Теперь приходит черед мне отвечать на вопросы сына и петь песни. Только какие будут они, его вопросы и мои песни?
В десятом «А» микрорайоне, среди хаотически набросанных зданий, стоял человек с клочком бумаги в руках и, как филин, широко раскрыв желтые глаза, крутил головой, пытаясь что-то понять в этом каменном лабиринте. Есть номер три, есть четыре и пять, и рядом с ними почему-то сразу восемь и девять. Как в преисподнюю провалились шесть и семь. Человек заглянул за угол дома — там пустырь и вид на далекие заснеженные горы, посмотрел назад — те же пять и четыре.
— Бог знат, что такое, — тихо выругался мужчина и опять завертел головой, но уже с целью отловить кого-либо, кто помог бы разобраться в тайне градостроительства и нумерации зданий.
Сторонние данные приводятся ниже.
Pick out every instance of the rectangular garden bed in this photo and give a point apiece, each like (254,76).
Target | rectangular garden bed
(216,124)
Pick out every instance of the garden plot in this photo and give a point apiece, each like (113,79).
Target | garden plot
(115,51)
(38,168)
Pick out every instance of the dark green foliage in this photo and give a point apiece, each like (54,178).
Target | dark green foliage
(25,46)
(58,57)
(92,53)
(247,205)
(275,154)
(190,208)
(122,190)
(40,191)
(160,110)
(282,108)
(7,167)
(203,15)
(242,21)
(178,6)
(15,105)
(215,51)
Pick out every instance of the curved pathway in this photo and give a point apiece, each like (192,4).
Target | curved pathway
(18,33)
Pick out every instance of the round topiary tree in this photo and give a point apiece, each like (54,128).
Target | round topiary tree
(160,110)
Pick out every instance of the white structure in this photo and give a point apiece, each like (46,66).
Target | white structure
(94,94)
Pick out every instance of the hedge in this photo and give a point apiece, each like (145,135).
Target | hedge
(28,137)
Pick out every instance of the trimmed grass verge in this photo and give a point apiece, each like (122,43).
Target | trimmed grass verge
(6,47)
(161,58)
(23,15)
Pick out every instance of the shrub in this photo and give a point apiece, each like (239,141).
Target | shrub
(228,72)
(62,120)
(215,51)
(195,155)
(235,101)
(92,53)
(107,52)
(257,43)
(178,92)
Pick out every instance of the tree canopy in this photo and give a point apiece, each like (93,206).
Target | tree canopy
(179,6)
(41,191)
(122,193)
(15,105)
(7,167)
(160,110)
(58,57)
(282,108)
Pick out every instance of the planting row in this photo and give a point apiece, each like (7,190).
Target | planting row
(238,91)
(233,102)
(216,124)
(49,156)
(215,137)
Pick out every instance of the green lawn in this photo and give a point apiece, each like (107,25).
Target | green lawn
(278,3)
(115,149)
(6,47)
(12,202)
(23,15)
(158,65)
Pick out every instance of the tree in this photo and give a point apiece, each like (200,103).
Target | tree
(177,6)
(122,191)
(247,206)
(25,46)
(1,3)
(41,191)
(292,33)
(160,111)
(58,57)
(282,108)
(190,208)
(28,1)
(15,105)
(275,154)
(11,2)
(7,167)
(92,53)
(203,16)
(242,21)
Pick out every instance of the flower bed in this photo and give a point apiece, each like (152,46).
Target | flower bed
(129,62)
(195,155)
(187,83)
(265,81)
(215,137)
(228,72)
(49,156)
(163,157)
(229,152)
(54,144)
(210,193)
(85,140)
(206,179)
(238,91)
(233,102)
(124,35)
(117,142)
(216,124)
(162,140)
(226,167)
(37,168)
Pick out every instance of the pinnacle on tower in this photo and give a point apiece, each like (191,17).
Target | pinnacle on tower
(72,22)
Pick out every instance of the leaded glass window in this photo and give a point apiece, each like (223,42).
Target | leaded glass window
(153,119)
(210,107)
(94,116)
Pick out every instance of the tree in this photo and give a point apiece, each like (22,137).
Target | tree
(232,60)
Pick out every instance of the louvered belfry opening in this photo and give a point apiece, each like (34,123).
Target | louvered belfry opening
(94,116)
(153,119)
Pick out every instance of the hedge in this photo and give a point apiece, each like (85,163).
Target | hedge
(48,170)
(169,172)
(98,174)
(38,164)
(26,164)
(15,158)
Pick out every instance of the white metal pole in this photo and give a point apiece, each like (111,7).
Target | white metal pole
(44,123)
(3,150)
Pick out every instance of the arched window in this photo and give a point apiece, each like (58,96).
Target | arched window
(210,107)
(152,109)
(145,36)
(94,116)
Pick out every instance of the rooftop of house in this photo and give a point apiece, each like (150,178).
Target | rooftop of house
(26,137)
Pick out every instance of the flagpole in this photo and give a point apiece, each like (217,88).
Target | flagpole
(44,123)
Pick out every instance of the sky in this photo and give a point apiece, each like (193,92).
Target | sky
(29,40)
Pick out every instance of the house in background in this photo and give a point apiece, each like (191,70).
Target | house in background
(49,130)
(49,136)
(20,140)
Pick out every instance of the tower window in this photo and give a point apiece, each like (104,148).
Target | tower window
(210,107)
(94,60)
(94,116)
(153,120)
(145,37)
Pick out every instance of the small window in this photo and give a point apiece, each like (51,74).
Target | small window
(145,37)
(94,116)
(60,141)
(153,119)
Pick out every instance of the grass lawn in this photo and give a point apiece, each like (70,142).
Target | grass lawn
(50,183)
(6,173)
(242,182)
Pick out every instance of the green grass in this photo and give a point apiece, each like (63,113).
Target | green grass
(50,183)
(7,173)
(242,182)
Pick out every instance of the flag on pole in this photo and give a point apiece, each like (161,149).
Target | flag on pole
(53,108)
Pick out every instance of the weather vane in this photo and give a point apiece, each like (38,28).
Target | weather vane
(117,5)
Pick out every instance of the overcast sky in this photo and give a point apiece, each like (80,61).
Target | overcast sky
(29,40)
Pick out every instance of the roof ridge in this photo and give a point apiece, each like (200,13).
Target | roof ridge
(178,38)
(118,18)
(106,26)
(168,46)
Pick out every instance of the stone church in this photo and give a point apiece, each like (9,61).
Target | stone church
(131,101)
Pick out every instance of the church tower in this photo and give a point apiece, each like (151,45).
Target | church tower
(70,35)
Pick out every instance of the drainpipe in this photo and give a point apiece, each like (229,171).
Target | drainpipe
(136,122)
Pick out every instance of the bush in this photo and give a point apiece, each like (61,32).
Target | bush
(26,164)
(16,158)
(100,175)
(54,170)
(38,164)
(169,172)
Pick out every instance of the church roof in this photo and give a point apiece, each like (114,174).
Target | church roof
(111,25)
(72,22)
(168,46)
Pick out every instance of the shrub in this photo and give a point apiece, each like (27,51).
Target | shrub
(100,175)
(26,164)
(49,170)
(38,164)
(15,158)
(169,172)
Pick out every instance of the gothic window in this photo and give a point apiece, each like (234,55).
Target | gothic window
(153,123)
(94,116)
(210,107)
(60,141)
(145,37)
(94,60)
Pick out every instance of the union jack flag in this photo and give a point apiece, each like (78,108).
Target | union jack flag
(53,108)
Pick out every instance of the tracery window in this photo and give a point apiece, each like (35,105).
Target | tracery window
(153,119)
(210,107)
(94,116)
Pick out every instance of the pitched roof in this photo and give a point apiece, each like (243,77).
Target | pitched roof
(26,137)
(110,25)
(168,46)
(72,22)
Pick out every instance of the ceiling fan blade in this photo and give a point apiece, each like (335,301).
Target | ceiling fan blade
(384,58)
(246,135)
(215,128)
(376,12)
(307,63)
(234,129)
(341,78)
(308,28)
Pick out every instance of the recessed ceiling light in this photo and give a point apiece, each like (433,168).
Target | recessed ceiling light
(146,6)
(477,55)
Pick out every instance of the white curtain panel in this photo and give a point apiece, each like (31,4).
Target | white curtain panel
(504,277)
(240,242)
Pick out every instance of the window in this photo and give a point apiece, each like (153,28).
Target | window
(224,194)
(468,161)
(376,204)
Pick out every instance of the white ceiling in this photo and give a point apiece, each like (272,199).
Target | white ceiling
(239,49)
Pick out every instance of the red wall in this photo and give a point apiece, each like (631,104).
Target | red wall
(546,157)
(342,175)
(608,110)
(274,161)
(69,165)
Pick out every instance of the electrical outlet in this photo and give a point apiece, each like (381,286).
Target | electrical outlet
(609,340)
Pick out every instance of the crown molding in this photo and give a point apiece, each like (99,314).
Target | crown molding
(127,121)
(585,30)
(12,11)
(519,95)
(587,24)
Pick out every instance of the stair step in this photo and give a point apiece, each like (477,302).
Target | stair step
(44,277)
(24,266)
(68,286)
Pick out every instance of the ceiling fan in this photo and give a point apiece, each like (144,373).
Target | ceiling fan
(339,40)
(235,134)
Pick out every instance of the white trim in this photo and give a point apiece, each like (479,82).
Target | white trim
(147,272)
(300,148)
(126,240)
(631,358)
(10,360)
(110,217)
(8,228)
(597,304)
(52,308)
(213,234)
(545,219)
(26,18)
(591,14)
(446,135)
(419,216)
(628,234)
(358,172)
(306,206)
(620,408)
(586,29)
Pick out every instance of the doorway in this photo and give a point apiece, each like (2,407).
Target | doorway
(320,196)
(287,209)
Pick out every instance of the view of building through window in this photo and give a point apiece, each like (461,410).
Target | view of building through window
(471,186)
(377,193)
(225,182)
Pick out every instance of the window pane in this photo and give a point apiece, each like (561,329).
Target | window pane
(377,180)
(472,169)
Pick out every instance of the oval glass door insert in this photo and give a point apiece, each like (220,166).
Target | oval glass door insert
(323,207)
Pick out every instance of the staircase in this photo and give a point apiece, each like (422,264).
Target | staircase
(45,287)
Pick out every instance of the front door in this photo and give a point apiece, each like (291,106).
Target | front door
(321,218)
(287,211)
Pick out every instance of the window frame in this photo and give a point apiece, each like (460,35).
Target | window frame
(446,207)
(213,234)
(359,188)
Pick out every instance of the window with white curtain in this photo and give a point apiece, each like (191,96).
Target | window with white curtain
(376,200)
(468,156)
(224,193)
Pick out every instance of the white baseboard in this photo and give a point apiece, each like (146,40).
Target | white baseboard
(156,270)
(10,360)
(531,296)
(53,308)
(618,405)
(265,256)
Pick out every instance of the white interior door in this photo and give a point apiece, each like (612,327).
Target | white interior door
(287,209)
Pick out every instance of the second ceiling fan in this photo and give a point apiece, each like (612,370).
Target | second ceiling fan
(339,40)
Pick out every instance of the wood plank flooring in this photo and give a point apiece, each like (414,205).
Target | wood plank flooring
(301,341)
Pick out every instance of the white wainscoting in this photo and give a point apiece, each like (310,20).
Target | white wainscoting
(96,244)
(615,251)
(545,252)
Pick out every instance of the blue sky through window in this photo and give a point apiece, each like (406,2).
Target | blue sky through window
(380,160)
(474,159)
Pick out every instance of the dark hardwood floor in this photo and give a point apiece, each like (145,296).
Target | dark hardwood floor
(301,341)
Вокруг ни души, совсем как в фантастическом городе, из которого в ночь исчезли не только люди, но и крысы. Ан, нет! Жив город!
— Женщина! Женщина! — закричал человек, подпрыгивая на коротеньких ножках. Это он увидал старушку на балконе под самой крышей. Но старушка не обратила на этот вопль никакого внимания, наверное, она была глуха, как пробка в винной бутылке старого задела, а может быть, уже перестала считать себя таковой, свыкшись с положением и званием никому не нужной и не интересной старушки. Она взяла какую-то кастрюльку и, мелко семеня сухонькими ножками, скрылась за дверью, сверкнув на прощанье отраженным лучиком от стекла.
Помог случай. И даже не случай, а обыкновенная почтальонша в грубых сапогах и с тяжелой сумкой через плечо. Поправив поудобней ношу, она оглядела с ног до головы мужчину, не найдя в нем ничего примечательного, ответила, кивнув в сторону пустыря:
— Это там.
На вопрос: «Какой дурак устроил такую неразбериху?» — она только пожала плечами.
Звонок был такой пронзительный, что человек вздрогнул. К двери притопали легкие детские ножки.
— Кто плисол? — послышалось из-за двери.
— Я плисол. То есть нет, я пришел, — ответил мужчина, смутившись своей ошибки.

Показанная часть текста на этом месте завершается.